2025 Indonesian television series

Leo di Februari (Leo in February) is an Indonesian romantic television series produced by Unlimited Production which premiered on 23 May 2025 on WeTV. It starring Ranty Maria, Rayn Wijaya, and Cinta Brian.

== Plot ==
February, or familiarly called Feby. Coming from a lower-middle-class family, Feby faces pressure from her old-fashioned parents.

They really want Feby to marry a rich man to improve the family's financial condition.

Luck is on Feby's side when her brother manages to get her a job at Sang Daksa, a well-known consulting firm in Jakarta.

She, who graduated from a small campus, is determined to falsify her diploma to enter the reputable company.

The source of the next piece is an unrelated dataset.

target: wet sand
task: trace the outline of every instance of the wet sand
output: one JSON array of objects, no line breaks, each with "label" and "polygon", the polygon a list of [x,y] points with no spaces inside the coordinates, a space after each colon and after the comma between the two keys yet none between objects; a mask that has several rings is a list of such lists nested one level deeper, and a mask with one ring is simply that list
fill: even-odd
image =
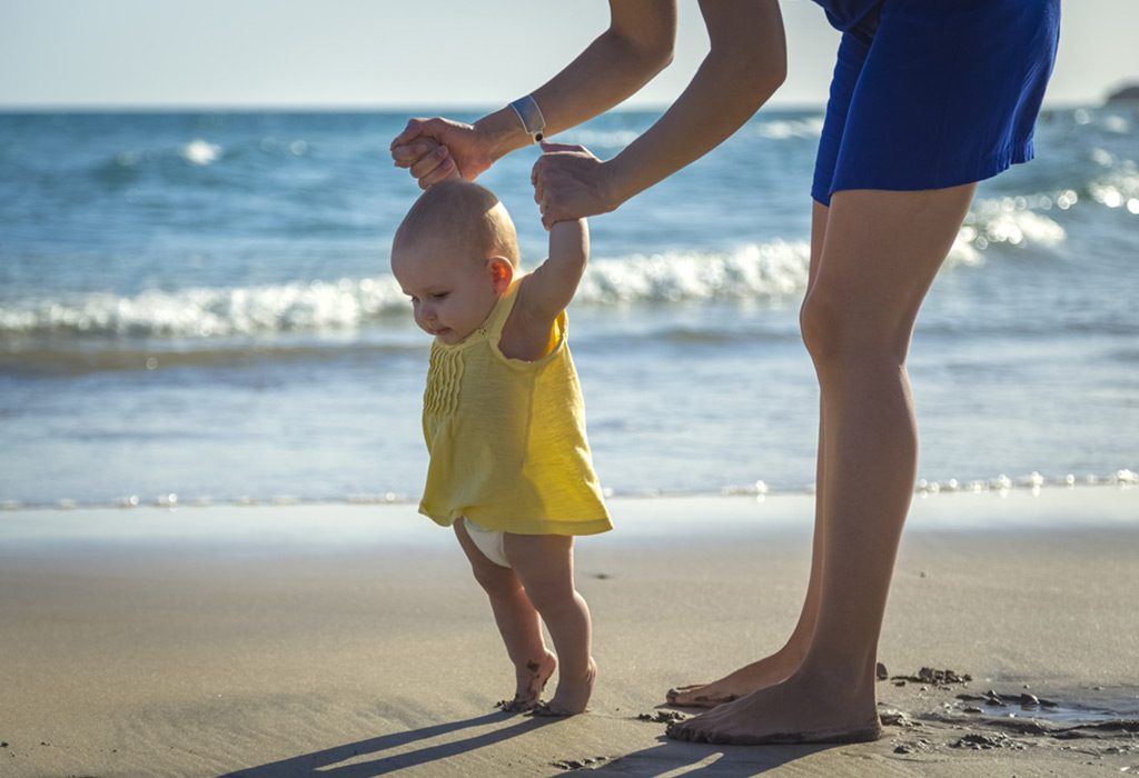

With the spirit of making her parents happy, Feby decides to make the most of this opportunity. She is determined to attract the attention of the rich man she meets in the workplace.

At work, Feby meets Leo, a young executive who is known to be cold, a perfectionist, and difficult to approach.

Unlike the expressive Feby, Leo prioritizes work over his emotions or personal life.

Their meeting triggers a hilarious dynamic, where the coquettish and enthusiastic Feby often clashes with Leo's rigid attitude.

However, behind their differences, the seeds of romance begin to grow, bringing Feby to a dilemma: follow her parents' wishes to marry a rich man or follow her own heart.

== Cast ==
- Ranty Maria sebagai Februari Putri Ayu Febby
- Rayn Wijaya as Leo
- Cinta Brian as Raka
- Vonny Felicia as Astra
- Irsyadillah as Fatureza Ardiansyah a.k.a. Fatur
- Victor Agustino as Janu
- Jinan Safa as Helen
- Jonathan Alden as Adam
- Fadlan Holao as Ari
- Ben Sumadiwiria as Bobby Saputra
- Joe P Project as Benny
- William Saputra as Bobby's father
- Marcelino Lefrandt as Anggoro
- TJ Ruth as Lena
- Alvin Adam as Andre
- Vollan Humongio as Anton
- Lorenzo Gibbs as Biru
- Vidya Ully as Santi
- Masayu Anastasia as Mama Leo

== Production ==
=== Development ===
In August 2024, WeTV announced a new series titled Leo di Februari.

=== Casting ===
Ranty Maria was chosen to play female lead of Febby. Rayn Wijaya to play the lead male of Leo and for this series he lost 13 kilograms for fit role. Cinta Brian was cast as Raka. Vonny Felicia were cast as Astra.